Subscribing as I have a similar project at home to do...

For me it would be DIY, but I can comment on the addition portion. I agree about the foundation and personally would recommend block walls to match existing and then you can put in the floor joists in what ever manner you desire.:thumbup:

Only about an hour away from you so if you have a problem with the foundation guy, I could give you a second opinion. 

Thanks for the links provided, some of the options look a lot like what I want.


----------



## angus242 (Oct 20, 2007)

Ethos said:


> Have you ever used one? And if so, did you like it?


I have not had the opportunity to....yet. I admit I was not convinced it was a good idea at first. After seeing the pan getting installed in person, my view has changed. There is no detectable deflection in the pan at all (which was a concern of mine). 

I am currently testing a different method of installing...for mine own piece of mind...but I'm cool with it as is.

I'm currently working on a deal that may have me installing a few of these. We'll see.


----------



## CO762 (Feb 22, 2010)

I hope the OP reads below....



dakzaag said:


> I can comment on the addition portion. I agree about the foundation and personally would recommend block walls to match existing and then you can put in the floor joists in what ever manner you desire.:thumbup:


and he's local and a poster here, so that should carry some weight.


----------



## JohnFRWhipple (Oct 20, 2009)

Angus I have an AKW Tuff Form pan here in North Vancouver and it's solid. I think I might recess a 3/4" plywood subfloor for added strength personally and insure that the perimeter and drain areas are well blocked.
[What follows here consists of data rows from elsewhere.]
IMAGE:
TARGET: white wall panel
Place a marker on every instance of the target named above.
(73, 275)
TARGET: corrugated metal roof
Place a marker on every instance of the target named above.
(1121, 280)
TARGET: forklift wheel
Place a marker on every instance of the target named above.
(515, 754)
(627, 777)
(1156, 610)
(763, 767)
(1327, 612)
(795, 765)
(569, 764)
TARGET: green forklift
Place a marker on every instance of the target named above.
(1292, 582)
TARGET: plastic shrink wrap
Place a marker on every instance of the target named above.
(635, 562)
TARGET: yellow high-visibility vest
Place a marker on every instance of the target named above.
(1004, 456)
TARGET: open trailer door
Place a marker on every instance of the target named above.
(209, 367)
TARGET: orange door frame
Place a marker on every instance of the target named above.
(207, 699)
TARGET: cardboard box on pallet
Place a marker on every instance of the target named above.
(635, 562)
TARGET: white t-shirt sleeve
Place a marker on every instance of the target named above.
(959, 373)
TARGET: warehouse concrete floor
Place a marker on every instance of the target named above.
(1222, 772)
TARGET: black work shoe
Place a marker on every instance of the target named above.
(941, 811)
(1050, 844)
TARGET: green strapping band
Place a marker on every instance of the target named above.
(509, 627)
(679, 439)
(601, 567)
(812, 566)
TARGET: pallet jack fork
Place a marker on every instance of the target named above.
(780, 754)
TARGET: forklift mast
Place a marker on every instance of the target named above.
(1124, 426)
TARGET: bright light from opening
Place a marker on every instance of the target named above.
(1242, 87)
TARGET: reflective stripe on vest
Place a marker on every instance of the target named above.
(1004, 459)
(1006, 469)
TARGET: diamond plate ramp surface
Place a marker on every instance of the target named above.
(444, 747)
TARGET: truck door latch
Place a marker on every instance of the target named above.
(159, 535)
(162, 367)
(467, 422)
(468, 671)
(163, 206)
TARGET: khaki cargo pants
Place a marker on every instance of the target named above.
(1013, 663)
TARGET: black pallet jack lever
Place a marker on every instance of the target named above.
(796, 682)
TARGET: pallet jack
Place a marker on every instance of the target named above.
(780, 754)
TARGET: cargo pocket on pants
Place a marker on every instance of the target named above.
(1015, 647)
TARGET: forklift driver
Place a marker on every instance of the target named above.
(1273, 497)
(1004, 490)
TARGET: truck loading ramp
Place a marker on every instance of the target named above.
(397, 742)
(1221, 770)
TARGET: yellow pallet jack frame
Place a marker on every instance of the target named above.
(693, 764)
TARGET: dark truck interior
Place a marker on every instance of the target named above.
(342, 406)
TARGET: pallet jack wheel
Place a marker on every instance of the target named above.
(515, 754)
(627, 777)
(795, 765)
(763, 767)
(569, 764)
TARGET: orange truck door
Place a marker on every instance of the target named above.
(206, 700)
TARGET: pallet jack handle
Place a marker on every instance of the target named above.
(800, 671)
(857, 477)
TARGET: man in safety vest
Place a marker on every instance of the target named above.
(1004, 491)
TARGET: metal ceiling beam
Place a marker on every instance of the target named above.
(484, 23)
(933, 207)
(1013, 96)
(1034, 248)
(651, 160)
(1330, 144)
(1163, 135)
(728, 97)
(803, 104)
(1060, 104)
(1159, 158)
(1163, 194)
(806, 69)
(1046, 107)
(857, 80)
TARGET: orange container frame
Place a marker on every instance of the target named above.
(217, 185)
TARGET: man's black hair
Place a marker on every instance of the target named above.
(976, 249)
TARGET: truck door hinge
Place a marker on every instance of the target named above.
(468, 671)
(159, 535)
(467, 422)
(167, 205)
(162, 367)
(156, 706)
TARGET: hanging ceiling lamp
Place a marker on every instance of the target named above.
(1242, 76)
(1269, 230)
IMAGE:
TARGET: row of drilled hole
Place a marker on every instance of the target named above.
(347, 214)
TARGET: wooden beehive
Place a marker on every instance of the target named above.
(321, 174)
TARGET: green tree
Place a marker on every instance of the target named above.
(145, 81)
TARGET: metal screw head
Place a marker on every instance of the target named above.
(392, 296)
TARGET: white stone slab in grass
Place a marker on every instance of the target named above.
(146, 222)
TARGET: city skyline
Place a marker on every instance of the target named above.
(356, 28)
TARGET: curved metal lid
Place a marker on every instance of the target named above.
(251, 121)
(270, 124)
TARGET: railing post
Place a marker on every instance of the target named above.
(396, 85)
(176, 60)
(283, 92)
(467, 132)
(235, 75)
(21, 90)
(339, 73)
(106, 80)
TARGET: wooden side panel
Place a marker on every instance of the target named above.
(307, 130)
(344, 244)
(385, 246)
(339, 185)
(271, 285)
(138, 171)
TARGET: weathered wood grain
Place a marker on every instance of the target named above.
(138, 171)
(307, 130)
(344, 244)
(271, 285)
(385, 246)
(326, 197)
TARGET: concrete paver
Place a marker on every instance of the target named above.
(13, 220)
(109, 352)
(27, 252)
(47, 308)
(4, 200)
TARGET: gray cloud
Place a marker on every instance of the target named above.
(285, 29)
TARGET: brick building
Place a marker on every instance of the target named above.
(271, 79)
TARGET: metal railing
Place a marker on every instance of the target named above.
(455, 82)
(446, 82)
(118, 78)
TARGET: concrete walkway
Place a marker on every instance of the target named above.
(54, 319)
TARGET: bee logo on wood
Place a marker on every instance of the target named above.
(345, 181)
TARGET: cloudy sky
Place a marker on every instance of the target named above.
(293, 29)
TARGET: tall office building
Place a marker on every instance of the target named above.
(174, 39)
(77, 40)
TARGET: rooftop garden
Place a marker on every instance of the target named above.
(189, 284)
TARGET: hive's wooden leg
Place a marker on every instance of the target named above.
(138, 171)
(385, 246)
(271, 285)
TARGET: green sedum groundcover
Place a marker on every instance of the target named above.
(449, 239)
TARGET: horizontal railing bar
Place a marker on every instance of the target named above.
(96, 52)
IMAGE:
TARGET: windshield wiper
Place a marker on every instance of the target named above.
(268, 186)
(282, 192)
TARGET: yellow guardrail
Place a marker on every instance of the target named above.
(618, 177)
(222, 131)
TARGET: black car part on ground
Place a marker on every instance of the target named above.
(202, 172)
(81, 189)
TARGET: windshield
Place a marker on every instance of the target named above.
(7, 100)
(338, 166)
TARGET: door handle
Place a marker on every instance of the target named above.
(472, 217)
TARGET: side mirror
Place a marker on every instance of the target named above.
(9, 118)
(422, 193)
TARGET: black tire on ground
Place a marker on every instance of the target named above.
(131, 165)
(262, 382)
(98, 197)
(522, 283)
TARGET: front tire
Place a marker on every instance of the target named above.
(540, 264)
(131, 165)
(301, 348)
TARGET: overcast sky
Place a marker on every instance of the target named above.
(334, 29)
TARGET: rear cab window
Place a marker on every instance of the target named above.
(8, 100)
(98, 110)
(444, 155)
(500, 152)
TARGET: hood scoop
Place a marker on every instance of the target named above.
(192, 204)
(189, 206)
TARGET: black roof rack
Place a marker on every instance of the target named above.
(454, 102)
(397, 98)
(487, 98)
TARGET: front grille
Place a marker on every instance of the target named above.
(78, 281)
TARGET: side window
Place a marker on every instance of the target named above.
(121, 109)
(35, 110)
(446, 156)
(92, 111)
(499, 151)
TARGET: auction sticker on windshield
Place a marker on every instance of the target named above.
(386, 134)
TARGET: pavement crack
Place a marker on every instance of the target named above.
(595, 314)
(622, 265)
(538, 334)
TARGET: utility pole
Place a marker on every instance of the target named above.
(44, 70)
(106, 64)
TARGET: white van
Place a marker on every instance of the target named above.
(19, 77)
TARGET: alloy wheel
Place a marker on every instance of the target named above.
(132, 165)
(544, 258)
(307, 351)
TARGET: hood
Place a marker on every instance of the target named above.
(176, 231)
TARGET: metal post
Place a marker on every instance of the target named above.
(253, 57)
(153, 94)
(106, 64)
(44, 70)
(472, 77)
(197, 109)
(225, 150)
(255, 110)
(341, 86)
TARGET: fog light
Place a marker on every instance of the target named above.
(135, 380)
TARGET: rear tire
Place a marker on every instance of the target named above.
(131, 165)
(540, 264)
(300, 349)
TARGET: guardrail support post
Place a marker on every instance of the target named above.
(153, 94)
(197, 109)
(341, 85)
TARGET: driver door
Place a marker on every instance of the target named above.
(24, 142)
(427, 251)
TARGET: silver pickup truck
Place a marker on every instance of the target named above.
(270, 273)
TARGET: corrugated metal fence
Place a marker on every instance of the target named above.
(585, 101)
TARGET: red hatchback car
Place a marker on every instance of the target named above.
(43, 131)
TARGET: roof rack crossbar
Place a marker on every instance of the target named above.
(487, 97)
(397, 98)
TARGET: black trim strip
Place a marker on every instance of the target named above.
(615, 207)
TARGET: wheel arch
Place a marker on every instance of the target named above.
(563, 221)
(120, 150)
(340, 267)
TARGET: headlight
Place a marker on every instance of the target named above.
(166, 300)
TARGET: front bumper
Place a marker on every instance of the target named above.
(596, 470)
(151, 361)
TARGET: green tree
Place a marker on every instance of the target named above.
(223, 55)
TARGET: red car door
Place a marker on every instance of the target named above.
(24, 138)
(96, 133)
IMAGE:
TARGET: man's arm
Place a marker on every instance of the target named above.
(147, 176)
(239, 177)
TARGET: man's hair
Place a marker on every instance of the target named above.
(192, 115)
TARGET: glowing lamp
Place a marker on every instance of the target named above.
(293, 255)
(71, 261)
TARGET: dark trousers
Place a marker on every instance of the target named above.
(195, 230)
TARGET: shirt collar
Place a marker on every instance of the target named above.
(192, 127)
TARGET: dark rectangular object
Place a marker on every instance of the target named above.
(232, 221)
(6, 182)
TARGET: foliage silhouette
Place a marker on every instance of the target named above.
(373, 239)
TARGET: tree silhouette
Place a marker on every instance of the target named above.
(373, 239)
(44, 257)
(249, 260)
I'm well impressed with the liquid waterproofing from Mapei included with the kit as well. As for working with these liquids I think it is important to get the first coat on the substrate and let this dry before installing the banding. I've found that these approach makes for a stronger seam.

JW


----------



## angus242 (Oct 20, 2007)

John, I have some Noble EXT that I wanted to try with NobleSeal TS. I just haven't had the time to play with it.


----------



## JohnFRWhipple (Oct 20, 2009)

angus242 said:


> John, I have some Noble EXT that I wanted to try with NobleSeal TS. I just haven't had the time to play with it.


Me too

Been meaning to stick some up in my office and get a feel for it.

JW


----------